Mark Mahowald, a sleep researcher at the University of Minnesota who wrote about sleep disorders in the same Nature issue, agreed that Siegel's work had shown that "sleep, which likely serves vital functions, serves different functions across the various species."
But Clifford Saper, a neuroscientist at Harvard Medical School and an author of another sleep-related article in last week's Nature, about circadian rhythms, said that despite the variations in sleep across species, "the universality of sleep in all creatures with nervous systems suggests a basic principle that requires explanation."
Saper pointed to the work of his Harvard colleague Robert Stickgold, who published a fourth article in Nature last week describing how memory is consolidated during sleep.

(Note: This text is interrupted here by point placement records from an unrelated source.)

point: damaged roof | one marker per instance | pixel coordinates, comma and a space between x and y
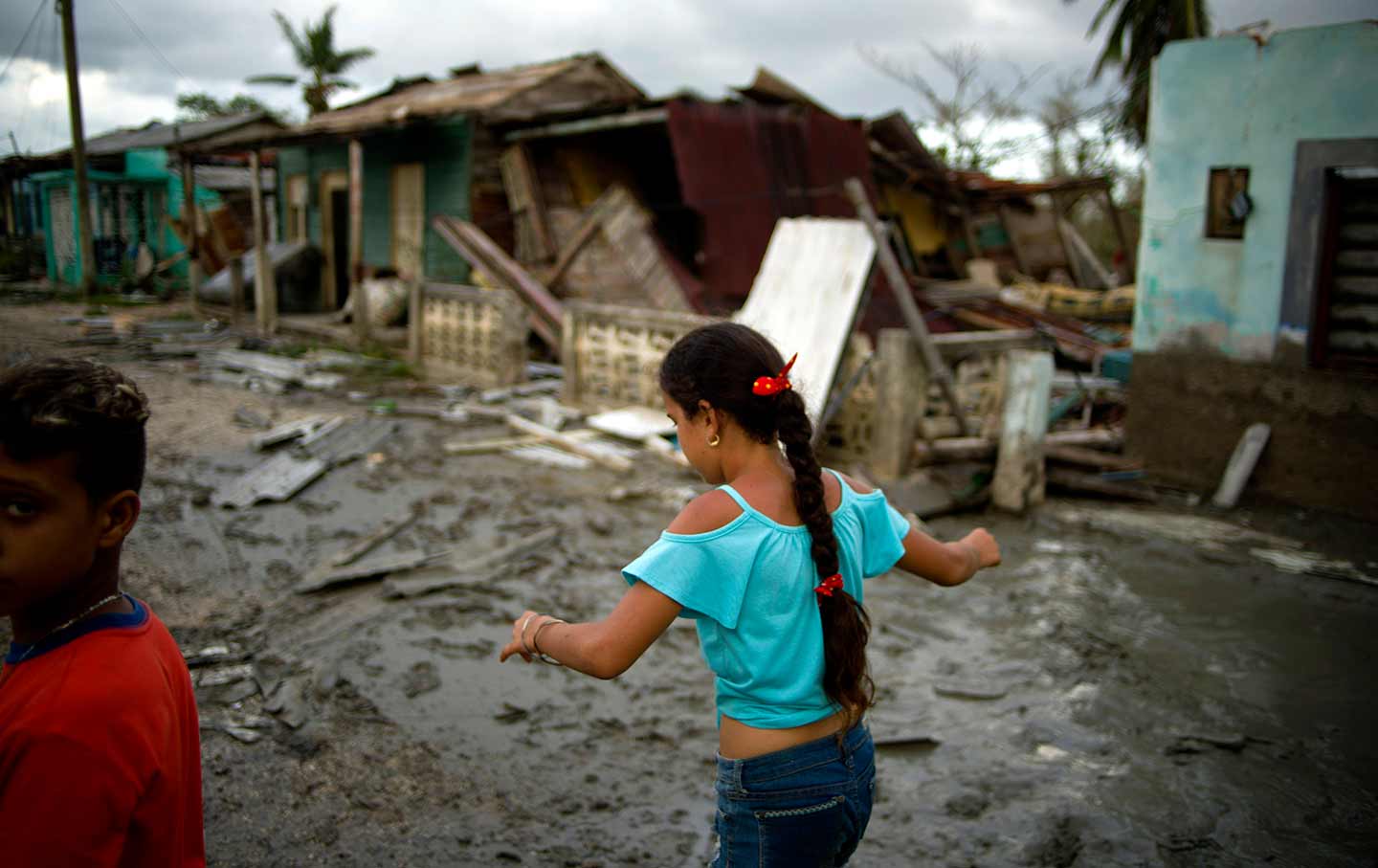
569, 85
157, 134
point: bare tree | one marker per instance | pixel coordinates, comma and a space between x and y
970, 113
1079, 138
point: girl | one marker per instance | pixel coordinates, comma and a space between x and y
770, 567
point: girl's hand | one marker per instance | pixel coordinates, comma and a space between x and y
987, 550
516, 646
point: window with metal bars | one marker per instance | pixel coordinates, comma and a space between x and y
1345, 326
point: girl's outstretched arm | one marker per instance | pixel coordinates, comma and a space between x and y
948, 564
603, 649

Saper said sleep provides brain cells with a period of "down time" that is needed to convert information into learning.
That change, he said, involves biochemical messages being sent from nerve cell projections called dendrites to the nucleus of cells, and that process can take place only when new information is not coming in. The variety of sleeping styles among species, Saper suggested, may be merely linked to their different cognitive needs.
"What a fruit fly learns and what a whale learns and what a human learns may be very different indeed, and so the amount of sleep, and its structure within a day, may be different in each species," he said.